BMW Introduces the New ActiveHybrid 5 with a Turbocharged Six, will it have the Same Fate as the X6 Hybrid? ~ Greatest Vehicles

Friday, 30 September 2011

BMW Introduces the New ActiveHybrid 5 with a Turbocharged Six, will it have the Same Fate as the X6 Hybrid?

For the most part, BMW has made some smart decisions over the years, but occasionally, even the all-knowing Bavarians make mistakes. TheActiveHybrid X6, which will reportedly soon be retired from BMW's American line-up due to poor sales, is one such example: a 480HP turbocharged V8 hybrid with mildly better fuel efficiency (19mpg highway) but with a similar price tag to the almighty X6 M.

Their counterparts at Audi seem to be doing a better job, as proved with thenew A8 Hybrid that combines a 2.0-liter four-cylinder petrol with an electric motor for a fuel economy of 6.4 liters per 100 km (36.8mpg US).
This brings us to the new ActiveHybrid 5 sedan that was introduced today, ahead of its sales launch in March 2012.
BMW decided to base the first hybrid version of the latest 5-Series on the 535i – not the wisest choice if you're targeting fuel efficiency and low emissions.
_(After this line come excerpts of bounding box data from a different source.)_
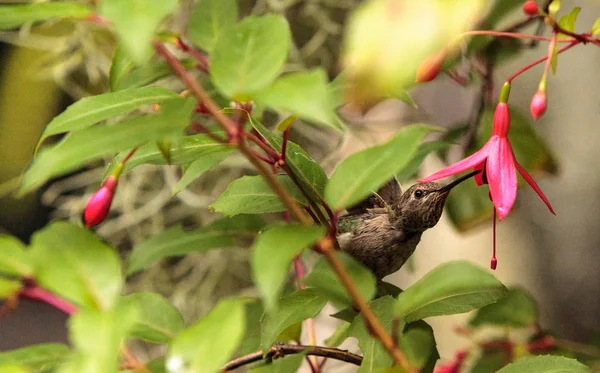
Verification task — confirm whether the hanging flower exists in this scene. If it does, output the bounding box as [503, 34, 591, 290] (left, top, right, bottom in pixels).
[419, 83, 555, 219]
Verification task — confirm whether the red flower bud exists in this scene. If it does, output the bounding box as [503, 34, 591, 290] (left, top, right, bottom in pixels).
[493, 102, 510, 138]
[523, 0, 538, 16]
[83, 175, 117, 228]
[529, 90, 546, 120]
[415, 50, 446, 83]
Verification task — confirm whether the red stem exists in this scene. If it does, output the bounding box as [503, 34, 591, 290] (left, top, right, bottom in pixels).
[20, 286, 77, 315]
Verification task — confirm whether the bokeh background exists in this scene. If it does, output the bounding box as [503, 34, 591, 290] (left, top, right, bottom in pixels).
[0, 0, 600, 370]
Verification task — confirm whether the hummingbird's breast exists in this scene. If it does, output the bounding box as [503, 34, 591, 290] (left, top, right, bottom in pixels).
[338, 213, 421, 280]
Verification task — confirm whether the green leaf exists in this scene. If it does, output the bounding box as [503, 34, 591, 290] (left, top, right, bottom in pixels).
[104, 135, 234, 178]
[121, 292, 185, 343]
[108, 46, 135, 92]
[446, 106, 558, 231]
[398, 320, 440, 371]
[0, 343, 71, 373]
[550, 43, 558, 74]
[210, 14, 290, 101]
[395, 262, 507, 322]
[100, 0, 178, 65]
[482, 0, 523, 30]
[558, 7, 581, 39]
[250, 117, 327, 200]
[396, 141, 452, 183]
[325, 125, 432, 209]
[0, 363, 29, 373]
[498, 355, 591, 373]
[250, 354, 305, 373]
[173, 150, 233, 195]
[187, 0, 238, 53]
[209, 175, 306, 216]
[255, 69, 340, 129]
[0, 2, 92, 30]
[469, 288, 538, 328]
[0, 277, 23, 299]
[166, 298, 246, 373]
[127, 216, 264, 275]
[304, 253, 377, 306]
[348, 295, 394, 373]
[20, 99, 195, 194]
[119, 59, 196, 91]
[38, 87, 179, 146]
[251, 224, 325, 310]
[61, 307, 138, 373]
[592, 17, 600, 36]
[260, 289, 327, 351]
[0, 234, 33, 277]
[325, 322, 351, 347]
[31, 222, 122, 310]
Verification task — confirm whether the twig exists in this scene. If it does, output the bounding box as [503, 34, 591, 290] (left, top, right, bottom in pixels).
[19, 286, 77, 315]
[319, 239, 415, 372]
[223, 344, 362, 371]
[154, 41, 415, 373]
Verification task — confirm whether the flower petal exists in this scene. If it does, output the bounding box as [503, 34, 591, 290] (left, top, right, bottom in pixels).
[487, 137, 517, 220]
[419, 137, 496, 183]
[515, 162, 556, 215]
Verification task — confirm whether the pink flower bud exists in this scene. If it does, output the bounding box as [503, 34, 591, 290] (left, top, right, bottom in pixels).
[523, 0, 538, 16]
[415, 50, 446, 83]
[83, 176, 117, 228]
[492, 102, 510, 138]
[529, 90, 546, 120]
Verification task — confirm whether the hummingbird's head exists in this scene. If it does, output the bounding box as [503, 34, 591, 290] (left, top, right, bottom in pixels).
[397, 171, 479, 232]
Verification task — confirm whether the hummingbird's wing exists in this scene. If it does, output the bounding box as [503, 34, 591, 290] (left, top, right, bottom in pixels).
[347, 177, 402, 215]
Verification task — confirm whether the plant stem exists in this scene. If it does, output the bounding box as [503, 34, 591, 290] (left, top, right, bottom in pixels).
[154, 41, 237, 138]
[294, 255, 320, 372]
[459, 30, 573, 43]
[20, 286, 77, 315]
[554, 338, 600, 358]
[320, 243, 416, 373]
[223, 344, 363, 371]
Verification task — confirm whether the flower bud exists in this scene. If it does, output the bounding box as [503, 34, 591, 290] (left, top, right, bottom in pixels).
[415, 50, 446, 83]
[83, 175, 117, 228]
[529, 90, 546, 120]
[492, 102, 510, 137]
[523, 0, 538, 16]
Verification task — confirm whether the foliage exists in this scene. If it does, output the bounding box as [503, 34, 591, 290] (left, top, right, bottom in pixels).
[0, 0, 600, 373]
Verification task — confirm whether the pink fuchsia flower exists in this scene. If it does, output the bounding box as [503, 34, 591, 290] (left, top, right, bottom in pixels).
[419, 85, 556, 219]
[83, 175, 118, 228]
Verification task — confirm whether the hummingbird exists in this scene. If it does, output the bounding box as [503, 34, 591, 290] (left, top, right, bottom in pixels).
[337, 171, 480, 281]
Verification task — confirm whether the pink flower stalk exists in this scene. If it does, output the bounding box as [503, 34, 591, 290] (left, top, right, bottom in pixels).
[83, 175, 118, 228]
[419, 100, 556, 219]
[529, 89, 546, 120]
The new 5er, which is identified by the "ActiveHybrid" badges and the bespoke alloy wheels, combines BMW's 300HP 3.0-liter TwinPower Turbo inline six-cylinder with an electric drive system and an eight-speed automatic transmission. The electric motor delivers an output 55-horses and makes 155 lb-ft of torque available from rest.
BMW says the system generates a combined output of 335-horses and up to 330 lb-ft, allowing the sedan to accelerate from 0 to 60 mph (96km/h) in 5.7 seconds (preliminary). That's the same time needed by the standard 535i sedan with 300HP, which returns 30mpg highway and has an MRSP of $52,250.
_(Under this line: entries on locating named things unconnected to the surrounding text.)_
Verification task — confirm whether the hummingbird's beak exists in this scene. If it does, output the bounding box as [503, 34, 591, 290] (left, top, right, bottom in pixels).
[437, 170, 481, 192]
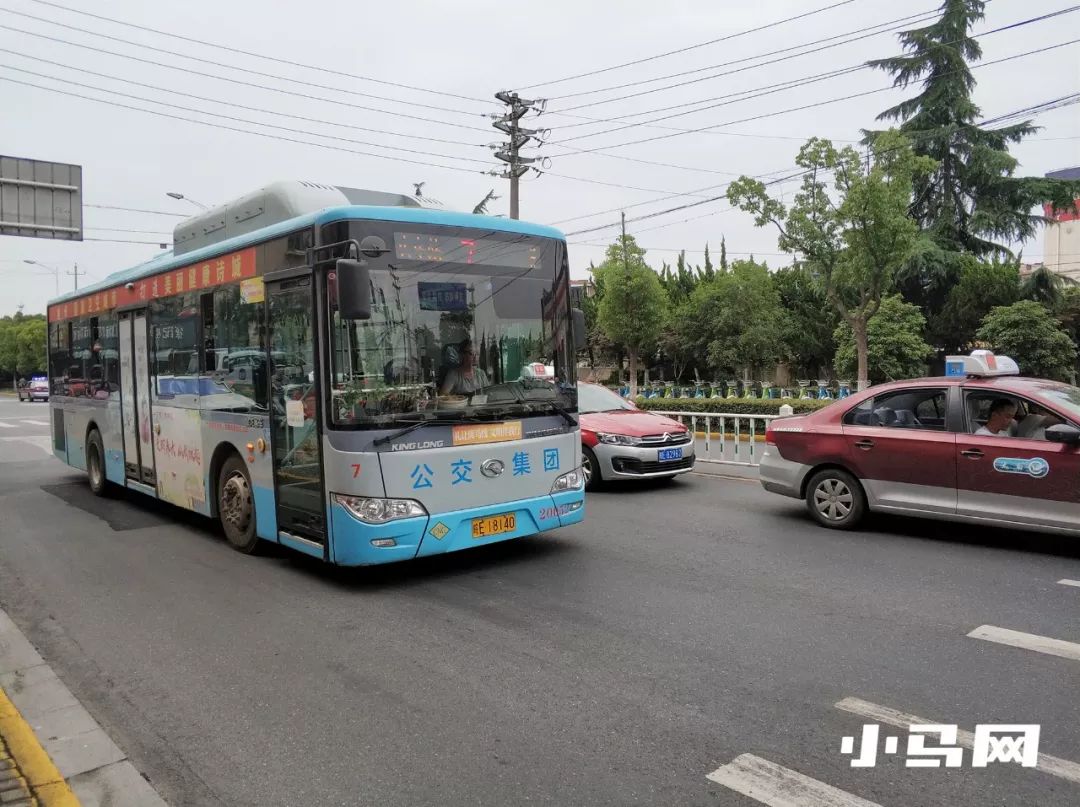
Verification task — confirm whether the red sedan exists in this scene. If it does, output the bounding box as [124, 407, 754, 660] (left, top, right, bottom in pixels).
[760, 350, 1080, 534]
[578, 384, 694, 489]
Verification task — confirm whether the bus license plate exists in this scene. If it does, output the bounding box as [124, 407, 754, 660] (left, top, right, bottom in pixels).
[473, 513, 517, 538]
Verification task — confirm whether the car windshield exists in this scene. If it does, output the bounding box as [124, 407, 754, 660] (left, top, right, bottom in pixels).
[578, 384, 634, 413]
[1039, 384, 1080, 423]
[327, 221, 577, 429]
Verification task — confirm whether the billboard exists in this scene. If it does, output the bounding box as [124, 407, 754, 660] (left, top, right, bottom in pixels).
[0, 154, 82, 241]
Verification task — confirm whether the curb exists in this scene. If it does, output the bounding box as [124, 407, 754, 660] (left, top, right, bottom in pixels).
[0, 610, 167, 807]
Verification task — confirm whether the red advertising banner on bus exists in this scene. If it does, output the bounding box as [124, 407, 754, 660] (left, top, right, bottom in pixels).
[49, 246, 255, 322]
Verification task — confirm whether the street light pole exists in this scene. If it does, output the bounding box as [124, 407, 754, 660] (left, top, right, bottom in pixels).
[165, 191, 210, 211]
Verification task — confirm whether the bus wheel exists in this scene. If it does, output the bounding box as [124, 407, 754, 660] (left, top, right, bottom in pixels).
[217, 455, 259, 554]
[86, 429, 109, 496]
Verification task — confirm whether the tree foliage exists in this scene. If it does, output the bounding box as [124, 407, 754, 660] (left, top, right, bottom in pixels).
[978, 300, 1077, 381]
[835, 294, 934, 384]
[0, 313, 48, 377]
[728, 133, 933, 386]
[594, 236, 667, 393]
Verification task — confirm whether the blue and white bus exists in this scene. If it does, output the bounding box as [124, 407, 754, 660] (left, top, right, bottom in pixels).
[49, 183, 584, 565]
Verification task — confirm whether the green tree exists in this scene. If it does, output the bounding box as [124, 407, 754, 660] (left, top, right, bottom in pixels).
[834, 294, 934, 384]
[671, 260, 784, 382]
[866, 0, 1077, 312]
[595, 236, 667, 398]
[978, 300, 1077, 381]
[772, 265, 840, 378]
[728, 133, 933, 389]
[929, 255, 1021, 353]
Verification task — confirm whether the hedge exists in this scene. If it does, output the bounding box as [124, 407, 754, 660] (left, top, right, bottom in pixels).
[635, 396, 834, 415]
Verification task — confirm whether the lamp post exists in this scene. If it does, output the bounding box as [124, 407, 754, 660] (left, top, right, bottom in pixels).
[165, 191, 210, 211]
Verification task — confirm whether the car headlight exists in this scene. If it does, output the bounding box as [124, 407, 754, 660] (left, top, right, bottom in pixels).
[551, 468, 585, 493]
[333, 494, 428, 524]
[596, 432, 642, 445]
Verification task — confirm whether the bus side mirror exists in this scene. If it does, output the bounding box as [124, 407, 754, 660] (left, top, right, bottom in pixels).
[570, 308, 588, 352]
[337, 258, 372, 320]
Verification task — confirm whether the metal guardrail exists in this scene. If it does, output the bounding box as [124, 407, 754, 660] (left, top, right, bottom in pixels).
[649, 409, 780, 466]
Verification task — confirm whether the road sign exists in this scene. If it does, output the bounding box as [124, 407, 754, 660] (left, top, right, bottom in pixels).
[0, 156, 82, 241]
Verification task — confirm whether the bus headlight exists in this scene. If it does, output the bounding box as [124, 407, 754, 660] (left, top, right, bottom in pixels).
[551, 468, 585, 493]
[333, 494, 428, 524]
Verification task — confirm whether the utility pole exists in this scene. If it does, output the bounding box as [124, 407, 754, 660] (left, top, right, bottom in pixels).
[490, 90, 548, 218]
[619, 211, 630, 278]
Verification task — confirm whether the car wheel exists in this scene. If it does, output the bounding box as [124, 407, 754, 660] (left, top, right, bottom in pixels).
[86, 429, 109, 496]
[581, 445, 604, 490]
[217, 455, 259, 554]
[807, 468, 866, 529]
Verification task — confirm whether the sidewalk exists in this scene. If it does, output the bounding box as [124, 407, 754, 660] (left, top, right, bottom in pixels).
[0, 610, 166, 807]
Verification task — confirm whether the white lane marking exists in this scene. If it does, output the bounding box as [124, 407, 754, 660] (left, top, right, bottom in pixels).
[836, 698, 1080, 784]
[968, 624, 1080, 661]
[705, 754, 881, 807]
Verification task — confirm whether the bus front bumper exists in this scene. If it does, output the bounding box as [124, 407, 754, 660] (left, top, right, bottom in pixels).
[330, 489, 585, 566]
BMW has not yet revealed pricing nor fuel economy figures for the hybrid version of the new 5-Series.
What the company did say about the ActiveHybrid 5 is that the lithium-ion battery can store enough energy to give the car an all-electric driving range of up to approximately 2.5 miles (4 km) at an average speed of 22 mph (35 km/h). BMW added that the sedan also features ECO PRO mode, which switches off the combustion engine while coasting at speeds of up to 100 mph (160 km/h) to further improve fuel economy.

More details are to be released at a later date. As for the question we posed in the title, obviously it will all depend on if it will offer any significant gains in fuel economy and at what price compared to the standard 535i.